Evaluate which logical availability services can be used with a given vSphere solution

VMware vSphere offers a broad band of features that allows you to create highly available solutions. When we take a look at the infrastructure, feature like VMware HA, FT, or even multiple NICs at a distributed vSwitch allow to increase availablility. When we look at the application layer, other techniques, like DRS can help us to increase availability to use DRS to place VMs on different hosts (anti-affinity rules) etc.

The infrastructure qualities are:

  • Availability
  • Manageability
  • Performance
  • Recoverability
  • Security

Availability and Recoverability are tight together. René van den Bedem has written an very good blog post about how recoverability affectes availability.
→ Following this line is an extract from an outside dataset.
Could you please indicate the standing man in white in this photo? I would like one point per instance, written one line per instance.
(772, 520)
Describe the concept of redundancy and the risks associated with single points of failure

This topic is pretty clear and should be easy to explain. You should be able to identify what a single point of failure is, and how you can avoid them. Examples for a single point of failure are:

  • only a single-port HBA in a server
  • only one network uplink from a Top-of-Rack switch to a Core-Switch
  • using of RAID 0

Explain class of nines methodology

This is also easy:

  • Two Nines- 99% - 3.65 days downtime per year
  • Three Nines- 99,9% - 8.76 hours downtime per year
  • Four Nines- 99,99% - 52.6 minutes downtime per year
  • Five Nines - 99,999% - 5.26 minutes downtime per year
  • Six Nines - 99,9999% - 31.56 seconds downtime per year

Important note: “Downtime” means “unplanned downtime”, not planned downtime, like in maintenance windows.
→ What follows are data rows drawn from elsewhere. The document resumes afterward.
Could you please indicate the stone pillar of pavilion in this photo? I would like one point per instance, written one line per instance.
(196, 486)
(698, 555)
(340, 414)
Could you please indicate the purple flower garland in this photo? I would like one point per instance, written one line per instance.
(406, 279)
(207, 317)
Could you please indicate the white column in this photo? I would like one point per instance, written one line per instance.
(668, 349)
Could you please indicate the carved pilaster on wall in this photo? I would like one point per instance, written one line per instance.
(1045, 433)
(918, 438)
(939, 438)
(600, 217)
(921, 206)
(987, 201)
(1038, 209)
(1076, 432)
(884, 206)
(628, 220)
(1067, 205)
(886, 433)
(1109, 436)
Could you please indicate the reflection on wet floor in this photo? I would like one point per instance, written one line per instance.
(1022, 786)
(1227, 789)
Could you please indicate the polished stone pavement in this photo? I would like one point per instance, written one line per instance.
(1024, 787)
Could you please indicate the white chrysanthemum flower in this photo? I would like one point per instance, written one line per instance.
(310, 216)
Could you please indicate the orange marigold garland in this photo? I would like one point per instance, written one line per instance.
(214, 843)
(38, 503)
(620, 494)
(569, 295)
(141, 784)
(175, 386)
Determine availability component of service level agreements (SLAs) and service level management processes

An Service Level Agreement (SLA) is a contact between two parties, usually a supplier and a customer. The SLA describes targets that should be met. This can be an availability expressed using the “class of nines methodology”. If this target is missed,the supplier ofthen has to pay a penalty to the customer.
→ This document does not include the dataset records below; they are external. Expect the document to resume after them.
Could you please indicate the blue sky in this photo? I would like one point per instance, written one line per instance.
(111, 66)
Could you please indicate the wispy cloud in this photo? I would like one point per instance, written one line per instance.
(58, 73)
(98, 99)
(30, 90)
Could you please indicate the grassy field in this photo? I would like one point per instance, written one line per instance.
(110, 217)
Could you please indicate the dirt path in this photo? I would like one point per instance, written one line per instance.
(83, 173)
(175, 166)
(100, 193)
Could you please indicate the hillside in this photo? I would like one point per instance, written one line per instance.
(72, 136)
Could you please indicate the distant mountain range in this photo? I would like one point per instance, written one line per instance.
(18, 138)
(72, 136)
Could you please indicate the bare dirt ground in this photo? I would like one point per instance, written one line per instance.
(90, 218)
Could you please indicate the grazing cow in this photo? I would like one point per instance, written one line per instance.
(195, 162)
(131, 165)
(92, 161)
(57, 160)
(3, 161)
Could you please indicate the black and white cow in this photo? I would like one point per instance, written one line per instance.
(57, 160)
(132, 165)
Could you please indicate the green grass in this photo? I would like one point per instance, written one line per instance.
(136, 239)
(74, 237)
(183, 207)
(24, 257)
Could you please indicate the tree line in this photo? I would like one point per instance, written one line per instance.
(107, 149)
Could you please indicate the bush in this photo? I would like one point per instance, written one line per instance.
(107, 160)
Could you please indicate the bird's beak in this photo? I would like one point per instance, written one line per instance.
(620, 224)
So it is pretty important to build a design that can fulfill the availability requirements. Depending on the requirements you may have to use VMware FT. If the availability requirements are lower, VMware HA may be sufficient. It is important that you can choose the best technique for the given SLA.

Determine potential availability solutions for a logical design based on customer requirements

Now it’s time to put things together. You know the different techniques that are offered by VMware vSphere, and you know the customer requirements. This allows you to determine the potential availability solutions for a logical design.

Create an availability plan, including maintenance processes

Again, I’d like to recommend the blog post of René van den Bedem. It’s all about RPO, RTO, MTD and how much does an unplanned downtime costs (result of a Business Impact Analysis).

Balance availability requirements with other infrastructure qualities

At some point of your design you need to holistically look at your design and you have to ensure that a decision, that was made, doesn not impact other requirements or other decision.

Analyze a vSphere design and determine possible single points of failure

This is pretty self-explanatory and can be done together with the preceding step.

Summary

Availability is the main theme of this objective. Do not lose sight of the customer’s requirements. Increasing availability is often associated with immense additional costs.

Read the mentioned blog post from René and I rellay recommend this vBrownBag video with Rebecca Fitzhugh.